On System Reliability and Why the (Conceptual) Design of the Blue Screen on Windows Is Actually a Good Thing

As many people, unfortunately, experienced recently (hello, CrowdStrike), getting repetitive Blue Screen of Death (BSOD) crashes on Windows machines is an utterly unpleasant experience, especially at that scale. This distress led to occasional public calls of frustration ranging from “Windows would've been better without blue screens” to “a good OS would automatically recover from such repetitive reboots.” In this blog post, we want to discuss the conceptual design principles behind system reliability against faulty software and why we think the OS recovery mechanisms behaved reasonably, given the circumstances.

Sharing in Isolation

Before we venture into the driver territory, we need to introduce the core concepts that define Windows architecture. Most applications that we deal with on an everyday basis operate in so-called user mode. User mode is an unprivileged environment designed to limit what programs can do, protecting the essential OS components from tampering and isolating programs from each other. Running application instances exist in logical containers called processes that offer an environment where a program thinks it has exclusive access to memory (see virtual address space) and processing power (see preemptive multitasking). If it all sounds like an early virtualization/containerization technology, you are correct, conceptually it is.

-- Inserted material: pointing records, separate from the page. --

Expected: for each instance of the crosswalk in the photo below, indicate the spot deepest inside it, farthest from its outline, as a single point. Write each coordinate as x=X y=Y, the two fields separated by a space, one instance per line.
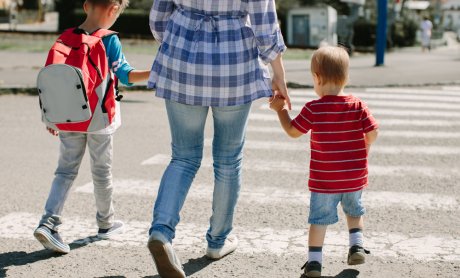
x=412 y=166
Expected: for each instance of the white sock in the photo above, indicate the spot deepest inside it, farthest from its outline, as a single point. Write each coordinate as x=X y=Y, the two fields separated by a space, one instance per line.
x=356 y=237
x=315 y=254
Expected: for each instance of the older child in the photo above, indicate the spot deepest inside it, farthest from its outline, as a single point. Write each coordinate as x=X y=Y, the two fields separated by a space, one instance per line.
x=101 y=14
x=342 y=130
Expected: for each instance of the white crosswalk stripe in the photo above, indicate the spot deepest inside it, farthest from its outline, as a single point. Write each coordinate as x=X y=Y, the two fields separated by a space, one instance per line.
x=190 y=238
x=269 y=195
x=403 y=114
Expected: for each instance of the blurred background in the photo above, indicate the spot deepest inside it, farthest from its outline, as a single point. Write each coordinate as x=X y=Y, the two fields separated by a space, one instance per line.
x=305 y=23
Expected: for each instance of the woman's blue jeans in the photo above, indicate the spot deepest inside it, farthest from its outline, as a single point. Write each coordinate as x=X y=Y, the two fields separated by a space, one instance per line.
x=187 y=125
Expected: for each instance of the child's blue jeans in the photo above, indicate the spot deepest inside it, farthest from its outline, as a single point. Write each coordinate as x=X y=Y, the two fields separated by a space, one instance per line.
x=72 y=149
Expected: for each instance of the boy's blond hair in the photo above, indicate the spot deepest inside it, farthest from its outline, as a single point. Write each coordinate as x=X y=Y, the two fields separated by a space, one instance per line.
x=331 y=64
x=122 y=3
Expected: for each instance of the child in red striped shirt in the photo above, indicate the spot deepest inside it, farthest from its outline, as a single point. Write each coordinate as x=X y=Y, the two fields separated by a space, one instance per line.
x=342 y=130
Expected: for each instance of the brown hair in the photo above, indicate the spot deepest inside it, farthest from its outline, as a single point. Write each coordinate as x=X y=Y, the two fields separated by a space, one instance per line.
x=331 y=64
x=122 y=3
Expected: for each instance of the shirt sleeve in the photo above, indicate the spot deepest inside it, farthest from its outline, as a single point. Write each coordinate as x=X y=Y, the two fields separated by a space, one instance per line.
x=159 y=16
x=368 y=121
x=117 y=61
x=304 y=121
x=264 y=23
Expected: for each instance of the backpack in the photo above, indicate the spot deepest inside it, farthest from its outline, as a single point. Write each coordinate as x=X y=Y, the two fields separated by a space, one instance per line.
x=77 y=91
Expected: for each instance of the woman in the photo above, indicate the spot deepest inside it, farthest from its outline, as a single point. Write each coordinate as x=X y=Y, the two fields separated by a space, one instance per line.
x=213 y=56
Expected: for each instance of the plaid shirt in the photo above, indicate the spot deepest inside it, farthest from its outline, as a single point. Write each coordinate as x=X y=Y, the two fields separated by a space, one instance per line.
x=214 y=53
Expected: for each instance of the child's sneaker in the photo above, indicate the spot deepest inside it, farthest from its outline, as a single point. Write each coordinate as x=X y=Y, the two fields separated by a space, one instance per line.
x=51 y=240
x=356 y=255
x=166 y=261
x=230 y=245
x=312 y=269
x=116 y=228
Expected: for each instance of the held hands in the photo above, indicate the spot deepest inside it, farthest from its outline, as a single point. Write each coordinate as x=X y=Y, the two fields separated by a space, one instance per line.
x=277 y=103
x=52 y=131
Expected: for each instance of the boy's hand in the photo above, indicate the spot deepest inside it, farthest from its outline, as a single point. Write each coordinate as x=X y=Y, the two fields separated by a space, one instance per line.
x=277 y=103
x=52 y=131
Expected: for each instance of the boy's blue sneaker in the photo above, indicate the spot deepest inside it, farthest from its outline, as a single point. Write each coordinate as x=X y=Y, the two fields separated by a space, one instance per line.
x=51 y=240
x=356 y=255
x=311 y=269
x=116 y=228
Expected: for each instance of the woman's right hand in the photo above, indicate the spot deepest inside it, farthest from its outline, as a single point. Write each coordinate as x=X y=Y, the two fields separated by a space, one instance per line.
x=279 y=88
x=279 y=85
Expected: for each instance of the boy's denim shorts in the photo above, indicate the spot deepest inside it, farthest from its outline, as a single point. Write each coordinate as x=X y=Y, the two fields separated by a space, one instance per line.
x=323 y=207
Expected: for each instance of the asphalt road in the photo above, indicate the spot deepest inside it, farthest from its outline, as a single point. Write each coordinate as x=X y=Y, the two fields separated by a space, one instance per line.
x=412 y=224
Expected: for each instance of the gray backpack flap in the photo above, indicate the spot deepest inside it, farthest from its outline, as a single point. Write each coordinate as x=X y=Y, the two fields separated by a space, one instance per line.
x=62 y=94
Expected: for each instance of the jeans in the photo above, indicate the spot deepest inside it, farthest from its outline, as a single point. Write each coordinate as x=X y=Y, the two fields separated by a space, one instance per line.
x=187 y=124
x=323 y=207
x=72 y=149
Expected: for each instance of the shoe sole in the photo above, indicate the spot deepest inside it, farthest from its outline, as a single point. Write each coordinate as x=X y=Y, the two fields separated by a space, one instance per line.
x=161 y=259
x=313 y=273
x=109 y=235
x=356 y=258
x=50 y=243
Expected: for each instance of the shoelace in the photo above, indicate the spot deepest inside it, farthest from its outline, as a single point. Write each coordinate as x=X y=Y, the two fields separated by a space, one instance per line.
x=304 y=266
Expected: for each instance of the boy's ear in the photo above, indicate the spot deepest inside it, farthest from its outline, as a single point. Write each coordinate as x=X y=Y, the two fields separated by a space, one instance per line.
x=86 y=6
x=114 y=10
x=317 y=78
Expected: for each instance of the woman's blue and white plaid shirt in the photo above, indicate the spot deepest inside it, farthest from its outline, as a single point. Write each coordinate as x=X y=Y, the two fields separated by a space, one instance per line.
x=214 y=53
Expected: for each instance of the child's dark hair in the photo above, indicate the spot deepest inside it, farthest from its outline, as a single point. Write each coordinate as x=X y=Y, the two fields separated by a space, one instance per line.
x=122 y=3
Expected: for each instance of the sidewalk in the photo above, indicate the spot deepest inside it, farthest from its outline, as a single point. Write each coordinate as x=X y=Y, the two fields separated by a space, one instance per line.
x=403 y=67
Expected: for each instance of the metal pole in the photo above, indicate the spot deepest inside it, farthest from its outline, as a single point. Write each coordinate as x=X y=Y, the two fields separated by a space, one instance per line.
x=381 y=32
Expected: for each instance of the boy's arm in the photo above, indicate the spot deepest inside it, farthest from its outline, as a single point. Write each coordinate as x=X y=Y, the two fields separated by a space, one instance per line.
x=135 y=76
x=285 y=121
x=277 y=104
x=370 y=138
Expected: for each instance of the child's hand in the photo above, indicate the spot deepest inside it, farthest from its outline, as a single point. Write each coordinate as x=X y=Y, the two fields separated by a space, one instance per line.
x=52 y=131
x=277 y=103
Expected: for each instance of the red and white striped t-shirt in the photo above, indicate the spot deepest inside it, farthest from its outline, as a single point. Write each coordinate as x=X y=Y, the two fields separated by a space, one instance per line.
x=338 y=149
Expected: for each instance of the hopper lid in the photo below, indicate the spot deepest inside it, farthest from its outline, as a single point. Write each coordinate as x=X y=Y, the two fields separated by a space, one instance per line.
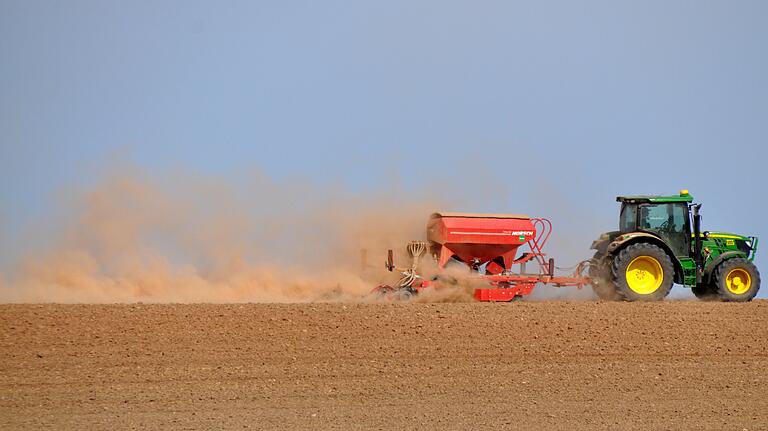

Figure: Process isolation vs. kernel sharing.

 

Living in their separate worlds, user-mode programs can perform arbitrary computations, but the moment they need to draw on the screen, read a file, or talk over the network, they need to ask the operating system for help. This design allows Windows to enforce restrictions that, essentially for our discussion, help it preserve integrity. For compatibility/usability reasons, Windows authorizes programs running with Administrator permissions to perform countless potentially dangerous operations, making it possible for them to cause system instability. However, if you discover that an unprivileged program can cause a BSOD (without using the shutdown privilege), feel free to report it to Microsoft and collect their bug bounty for a Denial-of-Service vulnerability.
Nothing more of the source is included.